Bessel pairs and optimal Hardy and Hardy–Rellich inequalities

Abstract

We give necessary and sufficient conditions on a pair of positive radial functions V and W on a ball B of radius R in Rn, n ≥ 1, so that the following inequalities hold for all \({u \in C_{0}^{\infty}(B)}\) : $$\label{one} \int\limits_{B}V(x)|\nabla u |^{2}dx \geq \int\limits_{B} W(x)u^2dx,$$ $$\label{two} \int\limits_{B}V(x)|\Delta u |^{2}dx \geq\int\limits_{B} W(x)|\nabla u|^{2}dx+(n-1)\int\limits_{B}\left(\frac{V(x)}{|x|^2}-\frac{V_r(|x|)}{|x|}\right)|\nabla u|^2dx.$$ This characterization makes a very useful connection between Hardy-type inequalities and the oscillatory behaviour of certain ordinary differential equations, and helps in the identification of a large number of such couples (V, W)—that we call Bessel pairs—as well as the best constants in the corresponding inequalities.

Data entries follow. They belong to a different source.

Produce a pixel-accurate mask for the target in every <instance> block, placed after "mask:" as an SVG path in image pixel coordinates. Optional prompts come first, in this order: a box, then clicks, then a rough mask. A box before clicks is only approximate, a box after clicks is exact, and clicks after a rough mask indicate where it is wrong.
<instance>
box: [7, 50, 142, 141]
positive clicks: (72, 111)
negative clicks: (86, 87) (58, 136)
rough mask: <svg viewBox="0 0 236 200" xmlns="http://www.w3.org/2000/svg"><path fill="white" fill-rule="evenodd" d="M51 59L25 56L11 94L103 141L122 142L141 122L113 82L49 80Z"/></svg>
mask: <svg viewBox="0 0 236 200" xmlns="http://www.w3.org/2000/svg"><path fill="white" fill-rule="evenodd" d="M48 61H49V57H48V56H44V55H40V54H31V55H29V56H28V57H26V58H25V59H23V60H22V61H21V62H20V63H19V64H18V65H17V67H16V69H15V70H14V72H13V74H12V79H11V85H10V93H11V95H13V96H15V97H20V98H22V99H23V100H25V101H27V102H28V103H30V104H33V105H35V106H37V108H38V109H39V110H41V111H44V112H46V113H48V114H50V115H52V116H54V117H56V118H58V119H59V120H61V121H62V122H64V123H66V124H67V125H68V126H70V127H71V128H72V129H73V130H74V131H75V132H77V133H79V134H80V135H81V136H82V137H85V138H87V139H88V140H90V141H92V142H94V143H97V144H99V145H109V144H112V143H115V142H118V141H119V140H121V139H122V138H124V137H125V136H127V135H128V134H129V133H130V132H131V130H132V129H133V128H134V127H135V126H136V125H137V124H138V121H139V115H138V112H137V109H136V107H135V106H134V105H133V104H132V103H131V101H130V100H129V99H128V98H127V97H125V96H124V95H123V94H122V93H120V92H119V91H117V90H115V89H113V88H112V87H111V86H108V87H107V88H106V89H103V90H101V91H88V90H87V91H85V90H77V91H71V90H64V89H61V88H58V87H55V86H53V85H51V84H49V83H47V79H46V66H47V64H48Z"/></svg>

This allows us to improve, extend, and unify many results—old and new—about Hardy and Hardy–Rellich type inequalities, such as those obtained by Caffarelli et al. (Compos Math 53:259–275, 1984), Brezis and Vazquez (Revista Mat. Univ. Complutense Madrid 10:443–469, 1997), Wang and Willem (J Funct Anal 203:550–568, 2003), Adimurthi et al. (Proc Am Math Soc 130:489–505, 2002), and many others.